Back in the Limelight
He couldn’t bear being out of the limelight for these seven years. That’s right, Archbishop Rembert G. Weakland has thrust himself back into the public eye, seven years after being disgraced by a two-fold scandal involving “hush money” and alleged homosexual date rape. The former leader of the Milwaukee archdiocese has decided he wants the last word: “I refused to let myself become a victim and refused to let myself become angry,” he told the Associated Press (May 11) in regard to his disgraceful exit in 2002. Even before the June release of his memoir, A Pilgrim in a Pilgrim Church: Memoirs of a Catholic Archbishop (Eerdmans), Weakland was busy working his PR machine, announcing through The New York Times and the Associated Press that he’s a bona fide homosexual.
That won’t come as a big surprise to most NOR readers, or to anyone else who might remember that Weakland stepped down as Archbishop of Milwaukee soon after Paul Marcoux, a former Marquette University theology student, revealed in May 2002 that he was paid $450,000 to settle a sexual-assault claim he made against the Archbishop more than two decades earlier. The money, incidentally, came from archdiocesan funds. Marcoux went public at the height of anger over the clergy sex-abuse crisis, when Catholics and others were demanding that dioceses reveal the extent of clerical predations, and how much had been confidentially spent to settle claims. Further, in an August 1980 letter to Marcoux that was obtained by the Milwaukee Journal-Sentinel, Weakland said he was in emotional turmoil and signed the letter, “I love you.” So, a homosexual? Thanks, Rembert, we weren’t sure we could figure that one out on our own. In his memoir, however, he does admit to sexual relationships with several other men during his tenure as Archbishop because of “loneliness that became very strong.”
Weakland, however, isn’t content to dwell on the mundane details of his homosexual exploits. He pushes on further, detailing his “struggles with being gay,” and explaining why the Catholic Church’s teaching on homosexuality is just plain wrong. In fact, Weakland’s “coming out” party serves a specific purpose for his cause: He says he wants to raise questions about the Church’s teaching that homosexuality is “objectively disordered.” In an interview with The New York Times (May 15), you can almost hear the boyish whine in his voice when he complains, “Those are bad words because they are pejorative.” Yes, Weakland is a man on a mission — still. “If we say our God is an all-loving god, how do you explain that at any given time probably 400 million living on the planet at one time would be gay?
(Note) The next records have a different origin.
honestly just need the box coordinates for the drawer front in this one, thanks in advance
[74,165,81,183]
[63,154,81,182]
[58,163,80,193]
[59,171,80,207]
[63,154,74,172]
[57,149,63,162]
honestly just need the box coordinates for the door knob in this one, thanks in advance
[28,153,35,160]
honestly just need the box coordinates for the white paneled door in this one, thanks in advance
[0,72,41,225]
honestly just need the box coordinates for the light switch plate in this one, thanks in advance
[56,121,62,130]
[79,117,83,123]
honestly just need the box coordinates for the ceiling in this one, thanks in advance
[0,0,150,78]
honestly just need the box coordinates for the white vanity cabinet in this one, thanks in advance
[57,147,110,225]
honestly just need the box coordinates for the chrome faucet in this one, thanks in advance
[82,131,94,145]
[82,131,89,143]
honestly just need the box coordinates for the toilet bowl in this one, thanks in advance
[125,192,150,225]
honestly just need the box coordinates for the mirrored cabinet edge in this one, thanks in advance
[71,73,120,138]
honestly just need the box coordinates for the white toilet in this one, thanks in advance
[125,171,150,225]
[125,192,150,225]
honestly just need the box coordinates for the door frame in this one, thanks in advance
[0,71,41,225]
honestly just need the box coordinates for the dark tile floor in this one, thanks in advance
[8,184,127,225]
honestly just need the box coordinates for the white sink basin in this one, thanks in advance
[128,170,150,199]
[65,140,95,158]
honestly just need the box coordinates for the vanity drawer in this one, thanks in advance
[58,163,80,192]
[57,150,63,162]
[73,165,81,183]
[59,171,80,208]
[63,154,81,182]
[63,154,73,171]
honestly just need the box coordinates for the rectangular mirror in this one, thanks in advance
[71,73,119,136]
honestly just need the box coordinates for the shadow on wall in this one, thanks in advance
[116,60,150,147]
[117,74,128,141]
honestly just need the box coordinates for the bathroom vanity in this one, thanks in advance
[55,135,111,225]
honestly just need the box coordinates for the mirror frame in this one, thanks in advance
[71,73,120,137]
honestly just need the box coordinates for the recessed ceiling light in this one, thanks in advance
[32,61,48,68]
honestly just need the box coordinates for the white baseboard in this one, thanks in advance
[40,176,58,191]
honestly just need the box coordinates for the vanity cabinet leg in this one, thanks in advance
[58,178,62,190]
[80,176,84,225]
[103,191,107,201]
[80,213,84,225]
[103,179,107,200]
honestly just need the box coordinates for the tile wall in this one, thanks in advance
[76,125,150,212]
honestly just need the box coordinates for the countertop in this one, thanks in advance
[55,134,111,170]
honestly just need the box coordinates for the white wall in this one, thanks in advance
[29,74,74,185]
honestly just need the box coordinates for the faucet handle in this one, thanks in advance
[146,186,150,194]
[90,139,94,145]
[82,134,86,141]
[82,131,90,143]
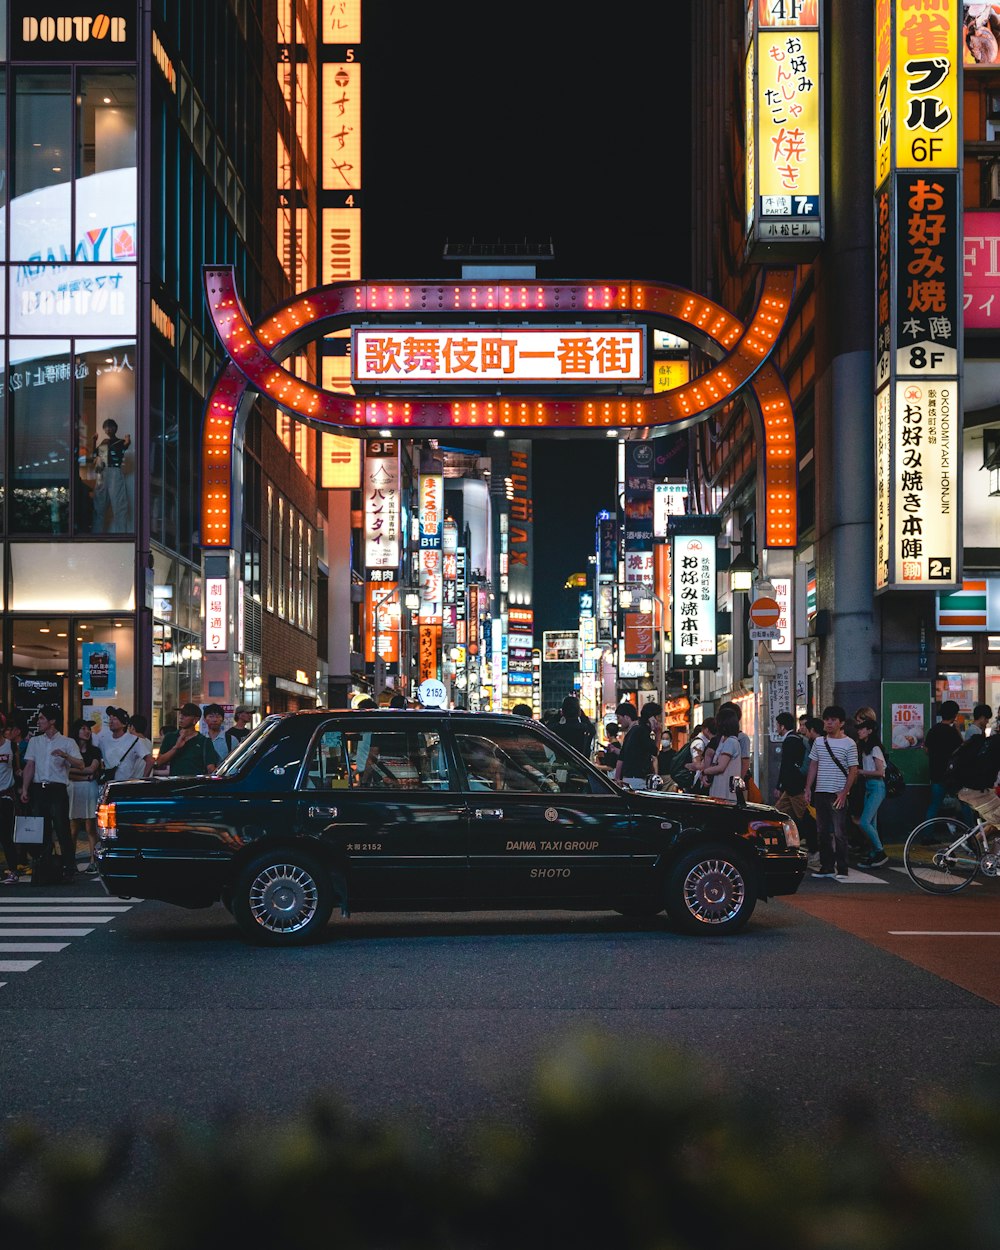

Are the religions of the world, as does Catholicism, saying to those hundreds of millions of people, you have to pass your whole life without any physical, genital expression of that love?” Of course, he means the question to be rhetorical, but the answer is clearly yes. The Church calls it chastity, and it applies to both homosexuals and heterosexuals.
Rod Dreher of the Dallas Morning News hits the nail on the head when he asks the obvious question: “How is it that a gay archbishop who by his own confession had multiple homosexual affairs, and in one of them paid his lover nearly half a million dollars — money that he stole from the Church, mind you — now suddenly becomes an authority on what Catholic teaching should be, or a moral authority on anything?” It’s pretty obvious that Rembert G. Weakland wants to change Church teaching in order that he may justify his own sins.